Banyak caleg-caleg yang hanya mengobral janji, namun keberhasilannya sulit diukur. Beberapa contoh janji yang bisa dikritisi antara lain adalah janji untuk memberikan tunjangan bagi pengangguran dari pemerintah. Bagaimana ceritanya pengangguran dapat tunjangan, ketika tunjangan PNS yang memang benar-benar bekerja saja masih kalah jauh dengan tunjangan anggota legislatif.

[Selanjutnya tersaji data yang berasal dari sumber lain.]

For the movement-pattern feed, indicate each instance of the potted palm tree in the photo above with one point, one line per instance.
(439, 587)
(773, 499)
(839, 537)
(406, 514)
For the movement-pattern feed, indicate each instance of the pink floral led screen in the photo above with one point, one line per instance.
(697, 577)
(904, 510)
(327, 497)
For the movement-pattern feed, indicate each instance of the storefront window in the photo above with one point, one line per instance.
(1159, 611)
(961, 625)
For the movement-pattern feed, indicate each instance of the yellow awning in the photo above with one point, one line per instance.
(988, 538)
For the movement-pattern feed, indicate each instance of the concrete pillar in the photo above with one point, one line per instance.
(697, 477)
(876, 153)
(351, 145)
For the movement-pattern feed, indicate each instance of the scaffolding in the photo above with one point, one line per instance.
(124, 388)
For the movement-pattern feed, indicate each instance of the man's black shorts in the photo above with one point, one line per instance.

Contoh lain adalah janji untuk memberikan BPJS gratis. Janji ini bisa dikritisi mengenai bagaimana mekanisme penanggarannya dan pelayanan yang akan diberikan. Karena saat ini saja, ketika masyarakat masih harus membayar BPJS, masih banyak dijumpai keluhan pelayanan kesehatan di rumah sakit.
Caleg perlu juga dikritisi karena perilaku anggota legislatif selama ini menunjukkan hal-hal yang negatif. Caleg itu, jangankan sama rakyat, sama temennya sendiri saja suka tidak kenal ketika sudah berada di kursi parlemen. Jadi boro-boro dekat dengan rakyat yang hanya ditemui 5 tahun sekali.
Oleh karena itu, masyarakat pemilih harus benar-benar mencari tahu kompetensi caleg dan kemampuannya dalam melakukan pekerjaan dan tanggungjawabnya saat nanti mereka duduk di parlemen. Mayarakat harus tahu kapasitas seorang caleg bisa melakukan apa, akan melakukan apa dan bagaimana melakukannya.
Tanpa sikap kritis dalam memilih caleg pusat dan daerah, maka jangan harap akan didapat anggota legislatif yang baik, yaitu mereka yang benar-benar mewakili kepentingan rakyat, bukan hanya mewakili kepentingan partai atau kelompoknya.